Rotators cuffs, we hear of those all the time, almost every shoulder issue it seems are attributed to the rotator cuffs. But is that fair?
Rotator cuffs have two general functions, to provide internal or external rotation of the humerus and to draw the head of the humerus into the acromium so the humerus can abduct correctly. That is it, so why is it being attributed to all those other shoulder injuries out there?
Well, the health of these, the deepest muscles of the shoulder is integral to the health of the shoulder overall. Let me explain further. The first place I start when assessing any shoulder injury, is with the position of the humeral head, relative to the acromium process.
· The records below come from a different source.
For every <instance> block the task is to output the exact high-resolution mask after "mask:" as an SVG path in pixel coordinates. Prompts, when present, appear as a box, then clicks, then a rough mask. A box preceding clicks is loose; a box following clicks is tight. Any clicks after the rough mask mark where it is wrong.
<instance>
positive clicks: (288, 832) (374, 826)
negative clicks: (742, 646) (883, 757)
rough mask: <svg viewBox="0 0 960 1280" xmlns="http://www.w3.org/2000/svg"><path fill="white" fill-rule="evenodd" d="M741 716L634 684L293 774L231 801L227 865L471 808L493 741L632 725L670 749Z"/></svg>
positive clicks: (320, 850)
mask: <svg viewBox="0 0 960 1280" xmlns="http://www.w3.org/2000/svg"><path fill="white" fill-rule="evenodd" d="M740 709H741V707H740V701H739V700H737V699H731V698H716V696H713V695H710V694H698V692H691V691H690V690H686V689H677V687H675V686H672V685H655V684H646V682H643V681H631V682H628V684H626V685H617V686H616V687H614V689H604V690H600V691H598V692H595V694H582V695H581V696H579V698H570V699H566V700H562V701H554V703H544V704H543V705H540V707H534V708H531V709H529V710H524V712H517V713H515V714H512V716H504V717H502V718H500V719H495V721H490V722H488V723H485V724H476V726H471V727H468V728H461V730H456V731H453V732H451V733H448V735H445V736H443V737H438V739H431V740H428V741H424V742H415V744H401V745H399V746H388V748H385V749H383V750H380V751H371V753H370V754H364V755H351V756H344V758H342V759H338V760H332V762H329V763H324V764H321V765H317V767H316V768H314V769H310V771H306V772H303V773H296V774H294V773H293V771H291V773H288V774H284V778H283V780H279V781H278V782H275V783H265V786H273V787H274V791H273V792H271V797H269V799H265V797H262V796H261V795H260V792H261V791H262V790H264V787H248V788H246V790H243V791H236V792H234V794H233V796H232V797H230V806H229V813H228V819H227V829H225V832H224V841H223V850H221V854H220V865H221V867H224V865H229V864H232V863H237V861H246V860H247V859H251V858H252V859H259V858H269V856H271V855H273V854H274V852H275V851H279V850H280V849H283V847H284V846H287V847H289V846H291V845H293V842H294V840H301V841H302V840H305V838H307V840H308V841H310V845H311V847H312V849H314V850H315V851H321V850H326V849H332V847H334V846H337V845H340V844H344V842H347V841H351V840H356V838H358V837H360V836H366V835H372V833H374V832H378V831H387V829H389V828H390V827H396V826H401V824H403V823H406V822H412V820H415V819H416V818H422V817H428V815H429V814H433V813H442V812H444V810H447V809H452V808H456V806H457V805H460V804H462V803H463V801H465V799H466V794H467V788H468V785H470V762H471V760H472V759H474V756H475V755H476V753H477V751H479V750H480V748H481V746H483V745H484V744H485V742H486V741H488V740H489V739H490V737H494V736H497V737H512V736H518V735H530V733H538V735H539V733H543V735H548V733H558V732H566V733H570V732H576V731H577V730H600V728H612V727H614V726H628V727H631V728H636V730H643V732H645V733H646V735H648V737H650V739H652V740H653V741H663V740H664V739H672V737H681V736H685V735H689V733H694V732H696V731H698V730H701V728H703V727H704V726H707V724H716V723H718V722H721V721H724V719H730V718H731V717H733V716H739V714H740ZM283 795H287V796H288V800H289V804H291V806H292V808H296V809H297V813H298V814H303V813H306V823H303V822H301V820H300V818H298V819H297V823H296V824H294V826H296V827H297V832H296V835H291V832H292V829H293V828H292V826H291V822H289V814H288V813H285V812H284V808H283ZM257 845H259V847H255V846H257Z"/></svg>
It should sit centrally if the rotator cuffs are balanced and working correctly. Most commonly the humeral head will be positioned anteriorly and this position usually accompanies a pronated shoulder girdle. What many practitioners say is, oh the shoulder girdle is protracted, we need to strengthen the rotator cuffs...... Can you see where we are going here? The rotator cuffs attach onto the scapular and the head of humerus, there is no possibility of them causing a protracted shoulder girdle in themselves.
However, having an anteriorly positioned humeral head will, over time, lead the anterior shoulder muscles to overwork and the posterior ones to weaken, as a medially rotated head of humerus will put the pecs into a strengthened position biomechanically over the rhomboids, and that will lead to the scapula rotating forwards and causing a protracted shoulder girdle. You need to work out which came first the protracted head of humerus or the protracted scapula. This is important, because if the humeral head is causing the issue then strengthening the rhomboids and loosening the pecs will only partially resolve the issue. If you ignore the rotator cuffs you will remain with an anteriorly positioned humeral head and over time the problem will return. Similarly, if the issue is the shoulder girdle, strengthening the rotator cuffs is a fruitless task. Checking the position of the humeral head will give you your answer.
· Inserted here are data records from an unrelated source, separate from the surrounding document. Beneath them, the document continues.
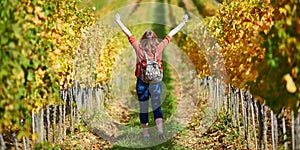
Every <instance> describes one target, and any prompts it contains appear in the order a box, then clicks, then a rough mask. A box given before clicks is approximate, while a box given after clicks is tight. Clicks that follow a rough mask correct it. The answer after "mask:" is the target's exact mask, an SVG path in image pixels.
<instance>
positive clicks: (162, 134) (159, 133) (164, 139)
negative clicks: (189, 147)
mask: <svg viewBox="0 0 300 150" xmlns="http://www.w3.org/2000/svg"><path fill="white" fill-rule="evenodd" d="M158 138H159V139H160V140H165V139H166V137H165V135H164V133H158Z"/></svg>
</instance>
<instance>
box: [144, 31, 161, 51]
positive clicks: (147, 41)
mask: <svg viewBox="0 0 300 150" xmlns="http://www.w3.org/2000/svg"><path fill="white" fill-rule="evenodd" d="M158 44H159V42H158V40H157V35H156V34H155V32H153V31H152V30H148V31H146V32H145V33H144V34H143V36H142V38H141V40H140V48H141V49H142V50H146V51H149V50H151V52H152V53H155V52H156V48H157V45H158Z"/></svg>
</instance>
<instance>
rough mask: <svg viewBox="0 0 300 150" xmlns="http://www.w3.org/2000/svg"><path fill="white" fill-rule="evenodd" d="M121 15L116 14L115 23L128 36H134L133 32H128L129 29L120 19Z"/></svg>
mask: <svg viewBox="0 0 300 150" xmlns="http://www.w3.org/2000/svg"><path fill="white" fill-rule="evenodd" d="M120 18H121V17H120V15H119V14H116V16H115V21H116V22H117V23H118V25H119V26H120V28H121V29H122V31H123V32H124V33H125V34H126V35H127V36H128V37H130V36H132V34H131V32H130V31H129V30H128V28H127V27H126V26H125V25H124V24H123V23H122V21H121V19H120Z"/></svg>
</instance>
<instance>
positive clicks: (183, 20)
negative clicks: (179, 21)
mask: <svg viewBox="0 0 300 150" xmlns="http://www.w3.org/2000/svg"><path fill="white" fill-rule="evenodd" d="M188 19H189V16H188V15H184V16H183V18H182V22H184V23H186V22H187V20H188Z"/></svg>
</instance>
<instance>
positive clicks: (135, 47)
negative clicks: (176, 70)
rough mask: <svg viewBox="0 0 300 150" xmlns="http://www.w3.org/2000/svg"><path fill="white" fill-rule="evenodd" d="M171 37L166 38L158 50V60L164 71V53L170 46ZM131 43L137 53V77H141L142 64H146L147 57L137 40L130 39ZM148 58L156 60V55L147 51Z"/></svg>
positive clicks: (136, 57) (157, 60)
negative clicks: (145, 55) (155, 55)
mask: <svg viewBox="0 0 300 150" xmlns="http://www.w3.org/2000/svg"><path fill="white" fill-rule="evenodd" d="M170 39H171V37H170V36H166V37H165V38H164V39H163V40H162V41H161V42H160V43H159V44H158V45H157V49H156V59H157V61H158V63H159V65H160V67H161V71H162V69H163V68H162V52H163V49H164V48H165V46H167V45H168V43H169V42H170ZM128 40H129V42H130V43H131V45H132V47H133V48H134V50H135V53H136V69H135V76H136V77H139V76H140V75H141V68H140V67H141V64H142V62H145V56H144V51H143V50H142V49H141V48H140V45H139V43H138V42H137V41H136V40H135V38H134V37H133V36H129V37H128ZM147 56H148V59H154V55H153V54H152V53H151V52H148V51H147Z"/></svg>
To resolve the issue permanently, you first need to loosen the subscapularis muscle (not impossible, but a challenge I accept), and strengthen the teres minor and infraspinatus muscles. Before strengthening the wider shoulder girdle. It is also worth finding out why the problem occurred in the first place..... desk work is often a culprit.
If you are using this for CPD, here is a task for you..... Take a look at the rotator cuff muscles. Why do you think we have two muscles for external rotation and only one allocated to internal rotation? Clinically reason your answer the write it all up in your CPD log.